Thursday, 16 January 2020

The Story of the Raphael Seat

The Raphael Seat and brick piers
The Raphael Seat is, in fact, a large piece of sculpture, and now occupies the space in which for some time I had intended a sculpture or garden feature to stand.

The upper lawn area has always lacked a focal point - the Tang horse is off to the side under the tree and is easily missed and the quince tree is not yet ancient enough - and I had originally thought that some kind of sculpture such as a piece from Rachel Bebb's Garden Gallery would be perfect. But the cost was always much more than I wanted to spend. I did consider buying an old stone bench but those with age such as sold by Travers Nettleton at Garden Art were also prohibitively expensive,

I was, therefore, delighted to be directed to Haddonstone, the makers of good quality pressed stone garden ornaments, and there find a sculpture with an interesting provenance as well as being on sale. The seat in question was a 'Raphael' seat designed by Bob Haddonstone in the 1980s for the Drapers' Livery Company, so-called as it has Raphael drawings in bas relief on the back panels. An exactly similar seat (on four Drapers' Ram's bases) stands in one of the courtyards at Drapers' Hall today and given the family's long links with the Drapers, this provenance was an added attraction.

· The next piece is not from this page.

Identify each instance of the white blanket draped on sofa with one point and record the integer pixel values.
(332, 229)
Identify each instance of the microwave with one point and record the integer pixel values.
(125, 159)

The area for the seat to stand required some preparation, as it weighed half a ton (but came in pieces on three pallets) and so Brian Dibley put in a concrete base topped with old York stone flags. Imagining the seat in place I also thought that it would need some additional masonry support, and decided to put in two brick piers topped by old stone caps that would reduce the dominance of the seat and also frame the view under the hazel tree in both directions. The result can be seen at the top of the page.

At the moment the seat stands out too much due to it being so white, but when it has weathered to a decent patina, it should look as if it's always been here.